Par Alexandre Fontaine Rousseau, David Fortin, Mathieu Li-Goyette, Jean-Marc Limoges et Olivier Thibodeau


photo : B&C Group

THE GANGSTER, THE COP AND THE DEVIL
Lee Won-tae  |  Corée du Sud  |  2019  |  110 minutes  |  Action !

Intitulé littéralement « Histoire de méchants », titre plus apte à décrire la nature quasi identique de ses trois virils protagonistes, cette œuvre débilement machiste, mais ô combien divertissante, amalgame avec flair les trois formes les plus prégnantes du cinéma de genre sud-coréen : le film policier, le film de gangsters et le film de tueurs en série. Sans profondeur dramatique malheureusement, mais avec tout le savoir-faire caractéristique des cinéastes de la péninsule : on n’a beau ne jamais pouvoir distinguer les motivations des trois jambons qui partagent la vedette, il ne s’agit pas moins ici d’une leçon de mise en scène et de montage d’action, un film si fluide dans son exécution qu’il se boit malgré son scénario bourru comme un très grand cru.

C’est la technique qui prime, mais ce n’est pas un problème, puisque le cinéma d’action est essentiellement technique. Le style l’emporte lui aussi sur la substance, et c’est là que réside l’importance de Don Lee, dont la présence à l’écran fait exploser le capital de coolness de la production, tandis que son style de jeu musclé en exacerbe le potentiel de violence. Or, comme ce sont la technique et le style qui sont mis de l’avant par le réalisateur et scénariste Lee Won-tae, l’humanité est reléguée à l’arrière-plan, chacun des personnages se révélant vite comme un simple engrenage dans un système d’honneur basé sur la violence punitive — la recherche obsessive du tueur par les deux autres personnages ne servant finalement qu’à faire de sa mort un exemple dissuasif dans la plus pure tradition conservatrice.

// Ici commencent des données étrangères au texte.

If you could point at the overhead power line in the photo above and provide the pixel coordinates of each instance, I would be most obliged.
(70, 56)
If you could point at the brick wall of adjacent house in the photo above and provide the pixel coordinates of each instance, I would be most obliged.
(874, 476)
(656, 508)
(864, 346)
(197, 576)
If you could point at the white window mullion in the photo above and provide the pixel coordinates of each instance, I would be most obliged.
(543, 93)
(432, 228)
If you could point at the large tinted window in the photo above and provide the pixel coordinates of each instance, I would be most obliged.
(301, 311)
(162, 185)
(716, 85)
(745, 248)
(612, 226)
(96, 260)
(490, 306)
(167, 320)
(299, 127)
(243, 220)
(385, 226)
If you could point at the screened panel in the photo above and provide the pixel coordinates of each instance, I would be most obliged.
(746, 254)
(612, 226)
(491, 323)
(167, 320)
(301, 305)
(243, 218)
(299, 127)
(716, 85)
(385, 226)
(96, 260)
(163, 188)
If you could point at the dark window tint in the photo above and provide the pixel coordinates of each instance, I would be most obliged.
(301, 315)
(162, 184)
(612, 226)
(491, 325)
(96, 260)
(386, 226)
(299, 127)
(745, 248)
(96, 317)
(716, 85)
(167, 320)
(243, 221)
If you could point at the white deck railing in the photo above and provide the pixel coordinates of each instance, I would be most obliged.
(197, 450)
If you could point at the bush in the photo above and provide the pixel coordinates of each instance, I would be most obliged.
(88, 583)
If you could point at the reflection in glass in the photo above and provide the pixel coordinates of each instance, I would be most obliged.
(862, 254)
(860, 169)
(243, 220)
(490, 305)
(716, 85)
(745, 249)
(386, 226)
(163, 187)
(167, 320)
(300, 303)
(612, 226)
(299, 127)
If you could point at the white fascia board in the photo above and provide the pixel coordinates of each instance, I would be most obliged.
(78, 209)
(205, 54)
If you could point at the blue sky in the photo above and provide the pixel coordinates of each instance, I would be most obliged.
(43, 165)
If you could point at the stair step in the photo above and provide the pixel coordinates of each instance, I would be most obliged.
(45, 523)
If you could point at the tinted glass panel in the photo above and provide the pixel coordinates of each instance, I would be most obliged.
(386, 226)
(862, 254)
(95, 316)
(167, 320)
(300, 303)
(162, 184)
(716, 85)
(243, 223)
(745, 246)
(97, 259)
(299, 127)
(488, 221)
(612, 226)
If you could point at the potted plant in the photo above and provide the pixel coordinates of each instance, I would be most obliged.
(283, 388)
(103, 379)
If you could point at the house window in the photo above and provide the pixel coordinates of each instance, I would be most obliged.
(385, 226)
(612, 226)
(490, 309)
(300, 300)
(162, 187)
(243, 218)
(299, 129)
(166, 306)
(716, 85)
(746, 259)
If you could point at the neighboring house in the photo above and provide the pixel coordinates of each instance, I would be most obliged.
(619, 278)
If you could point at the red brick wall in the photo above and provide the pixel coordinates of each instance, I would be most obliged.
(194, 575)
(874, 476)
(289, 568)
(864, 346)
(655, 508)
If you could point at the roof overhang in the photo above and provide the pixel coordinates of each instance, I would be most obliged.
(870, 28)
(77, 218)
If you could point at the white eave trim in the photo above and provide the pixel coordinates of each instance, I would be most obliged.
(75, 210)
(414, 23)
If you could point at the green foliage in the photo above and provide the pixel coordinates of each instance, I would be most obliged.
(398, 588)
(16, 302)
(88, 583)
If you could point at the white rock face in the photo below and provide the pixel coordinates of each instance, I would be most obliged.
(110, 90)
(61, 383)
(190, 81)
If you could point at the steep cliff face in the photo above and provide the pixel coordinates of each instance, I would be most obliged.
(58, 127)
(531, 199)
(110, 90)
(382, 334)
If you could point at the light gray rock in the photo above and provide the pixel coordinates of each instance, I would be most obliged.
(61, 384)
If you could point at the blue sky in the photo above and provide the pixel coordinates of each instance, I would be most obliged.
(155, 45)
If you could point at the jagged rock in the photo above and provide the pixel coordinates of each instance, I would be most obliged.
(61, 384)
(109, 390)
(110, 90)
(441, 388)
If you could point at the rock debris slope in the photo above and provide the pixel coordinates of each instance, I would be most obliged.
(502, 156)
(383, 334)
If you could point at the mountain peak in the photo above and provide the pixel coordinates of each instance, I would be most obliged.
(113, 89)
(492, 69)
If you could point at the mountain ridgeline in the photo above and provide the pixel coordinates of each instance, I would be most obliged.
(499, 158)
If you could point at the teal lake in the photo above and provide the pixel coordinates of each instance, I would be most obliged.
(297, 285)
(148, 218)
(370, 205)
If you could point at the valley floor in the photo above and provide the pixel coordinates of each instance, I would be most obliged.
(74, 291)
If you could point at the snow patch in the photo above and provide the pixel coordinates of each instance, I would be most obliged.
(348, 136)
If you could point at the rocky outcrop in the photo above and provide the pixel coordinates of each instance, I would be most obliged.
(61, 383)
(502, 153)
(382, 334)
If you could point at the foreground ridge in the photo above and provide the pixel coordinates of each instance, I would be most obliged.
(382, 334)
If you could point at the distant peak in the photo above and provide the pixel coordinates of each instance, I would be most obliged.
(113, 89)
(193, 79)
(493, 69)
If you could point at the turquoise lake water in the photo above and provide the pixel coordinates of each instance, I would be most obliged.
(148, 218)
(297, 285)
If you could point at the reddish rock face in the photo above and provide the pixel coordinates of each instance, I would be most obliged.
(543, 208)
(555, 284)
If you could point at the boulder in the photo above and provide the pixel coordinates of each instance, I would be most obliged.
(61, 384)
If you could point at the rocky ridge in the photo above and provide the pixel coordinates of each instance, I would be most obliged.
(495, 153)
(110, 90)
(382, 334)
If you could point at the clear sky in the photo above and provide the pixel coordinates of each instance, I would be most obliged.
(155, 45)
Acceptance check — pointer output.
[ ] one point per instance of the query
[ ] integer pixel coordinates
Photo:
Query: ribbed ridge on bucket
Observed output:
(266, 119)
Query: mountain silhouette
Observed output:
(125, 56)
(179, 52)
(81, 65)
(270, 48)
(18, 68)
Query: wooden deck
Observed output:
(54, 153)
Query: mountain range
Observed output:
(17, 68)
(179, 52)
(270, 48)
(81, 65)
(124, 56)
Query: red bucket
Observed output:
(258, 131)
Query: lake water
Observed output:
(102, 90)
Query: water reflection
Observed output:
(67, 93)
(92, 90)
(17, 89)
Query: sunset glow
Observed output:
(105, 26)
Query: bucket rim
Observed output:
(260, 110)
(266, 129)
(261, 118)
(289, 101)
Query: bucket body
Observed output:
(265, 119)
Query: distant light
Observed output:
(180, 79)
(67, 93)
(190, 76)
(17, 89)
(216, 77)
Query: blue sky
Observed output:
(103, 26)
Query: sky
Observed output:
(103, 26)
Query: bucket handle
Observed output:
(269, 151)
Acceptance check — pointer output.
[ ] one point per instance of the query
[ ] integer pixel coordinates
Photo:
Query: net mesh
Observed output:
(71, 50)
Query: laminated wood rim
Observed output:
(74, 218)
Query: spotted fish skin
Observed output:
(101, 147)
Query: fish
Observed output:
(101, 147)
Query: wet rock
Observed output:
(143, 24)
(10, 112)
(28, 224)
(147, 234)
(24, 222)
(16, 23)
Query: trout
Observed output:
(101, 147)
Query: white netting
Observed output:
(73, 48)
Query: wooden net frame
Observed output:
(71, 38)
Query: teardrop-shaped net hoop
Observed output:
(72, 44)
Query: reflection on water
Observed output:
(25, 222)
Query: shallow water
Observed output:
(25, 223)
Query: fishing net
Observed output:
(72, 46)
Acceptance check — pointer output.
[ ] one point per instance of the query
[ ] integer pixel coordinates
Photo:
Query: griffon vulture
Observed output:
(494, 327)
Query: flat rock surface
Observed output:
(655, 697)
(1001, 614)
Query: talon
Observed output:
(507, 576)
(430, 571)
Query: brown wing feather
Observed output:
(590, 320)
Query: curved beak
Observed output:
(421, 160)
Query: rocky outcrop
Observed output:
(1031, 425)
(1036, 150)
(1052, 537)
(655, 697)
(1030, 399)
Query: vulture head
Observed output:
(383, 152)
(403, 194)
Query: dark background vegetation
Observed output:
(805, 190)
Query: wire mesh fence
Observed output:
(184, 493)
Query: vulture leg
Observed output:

Tous les personnages et toutes leurs motivations sont donc exclusivement mécaniques. Le gangster, le flic et le diable, équivalents symboliques dans le panthéon de genre sud-coréen, sont ainsi caractérisées comme des brutes insensibles et ultra-pragmatiques, exemptes de vie personnelle et de background intime, affairées uniquement au labeur dans le monde primitif de prédation qui est leur. Ce sont les vecteurs physiques d’une violence qui, couplée avec celle de la caméra et du montage, transforme l’expérience de visionnage en pur rush d’adrénaline. Les scènes de posture macho, le développement parallèle des trois intrigues, les chorégraphies martiales, les scènes de poursuite automobiles et le jeu musclé des interprètes contribuent ainsi à nous garder en haleine constamment, presque du premier au dernier plan, avec quelques rares accalmies. Le résultat est une œuvre parfaitement chorégraphiée, un ballet vigoureux de corps viandeux dont les bruits de chair meurtrie et transpercée servent d’accompagnement musical à leurs athlétiques taloches. C’est le machisme fait art. Purement et simplement. (Olivier Thibodeau)

 


photo : MRGenre Productions

L’INQUIÉTANTE ABSENCE
Amir Belkaim et Félix Brassard  |  Québec  |  2019  |  102 minutes  |  Les Fantastiques week-end du cinéma québécois

Le sujet était tout désigné pour l’événement : des fans de Fantasia interviewent, pendant Fantasia, d’autres fans de Fantasia qui se regarderont à Fantasia (pour l’anecdote, j’ai moi-même fait le saut — ou le sot — en me voyant subrepticement à l’écran, ultime confirmation que nous étions vraiment « entre nous »). On pourrait même, contrairement à ce que laisse présager le titre, parler d’une inquiétante présence, d’une « surprésence », d’une présence à la puissance 10. Comme si le documentaire nous offrait la preuve par X du problème qu’il tentait de dénouer : l’incestueux milieu dans lequel se produit et se consomme le cinéma de genre au Québec. Mais au-delà de cette autocontemplation, de ses mises en scène rudimentaires, de son montage claudiquant et de sa prise de son approximative, il reste que le documentaire d’Amir Belkaim et de Félix Brassard, notamment grâce à la variété et à la générosité de ses nombreux intervenants — fans, spectateurs, organisateurs, producteurs, réalisateurs, acteurs, scénaristes, concepteurs, universitaires (impressionnante brochette à laquelle il ne manquait que quelques voix dissonantes : puristes, critiques, fonctionnaires, subventionnaires) —, réussit tout de même à nous offrir une réponse à la question qui donne le branle à leur enquête.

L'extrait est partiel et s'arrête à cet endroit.